Perversely, a favorite line of attack against universities in Republican circles is the cost of tuition. While Republicans are right that college is now seen as unattainably expensive for most middle class Americans, this isn't a consequence of colleges building ornate dorm rooms, lazy rivers, or splurging on administrator and professor salaries. However, the reality is that tuition hikes are largely a necessary result of an ever decreasing level of state support to universities.

Before COVID-19 hit, state funding nationwide for higher education was roughly 9 percent below what it enjoyed prior to the Great Recession and a full 18 percent below where it was before the 2001 tech bubble blew a hole in the economy. When the well of government money dries up, universities have little choice but to pass the costs on to their students in the form of tuition hikes.

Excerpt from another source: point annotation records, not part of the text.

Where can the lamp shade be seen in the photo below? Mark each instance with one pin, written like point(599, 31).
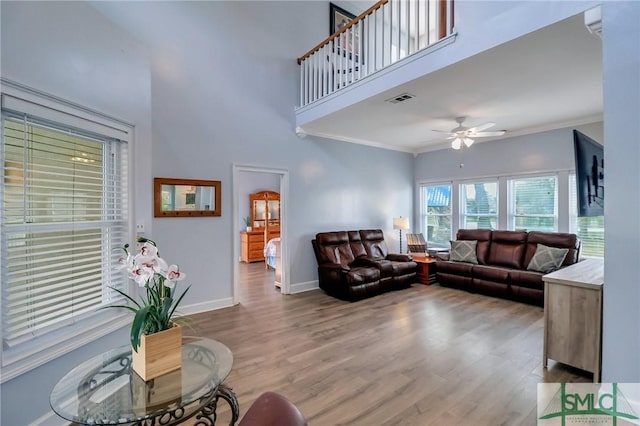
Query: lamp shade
point(400, 222)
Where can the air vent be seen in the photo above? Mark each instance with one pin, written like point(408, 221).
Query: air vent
point(400, 98)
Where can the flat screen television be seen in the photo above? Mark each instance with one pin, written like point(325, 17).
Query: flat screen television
point(589, 175)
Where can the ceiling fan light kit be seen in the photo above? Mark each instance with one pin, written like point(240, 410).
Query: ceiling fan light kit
point(463, 135)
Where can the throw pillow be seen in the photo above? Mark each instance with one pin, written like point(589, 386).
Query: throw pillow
point(464, 251)
point(547, 259)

Of course universities must tighten their belts where they can, particularly when it comes to salary costs, but they are often pressed to do so in a manner that causes more harm than good over the long term. For example, the utilization of part-time "adjunct" professors has become a mainstay at many major public universities.

Adjuncts face an overcrowded labor market and near poverty level wages. Worse yet, adjunct professors have a near total lack of a guarantee of employment beyond the semester at hand. The result of the "adjunctification" of higher education is that many potentially great professors are scared out of the industry well before they even enter it and our students are increasingly taught by professors with the most shallow of roots in the university.

Academic freedom in higher education is also under sustained attack by Republicans, particularly as it relates to discussing anything to do with race. In Florida, the state is currently embroiled in a lawsuit where it is arguing that public university professors do not have freedom of speech when they are teaching. The reason for the state's assault is none other than to service the Republican crusade against critical race theory (CRT).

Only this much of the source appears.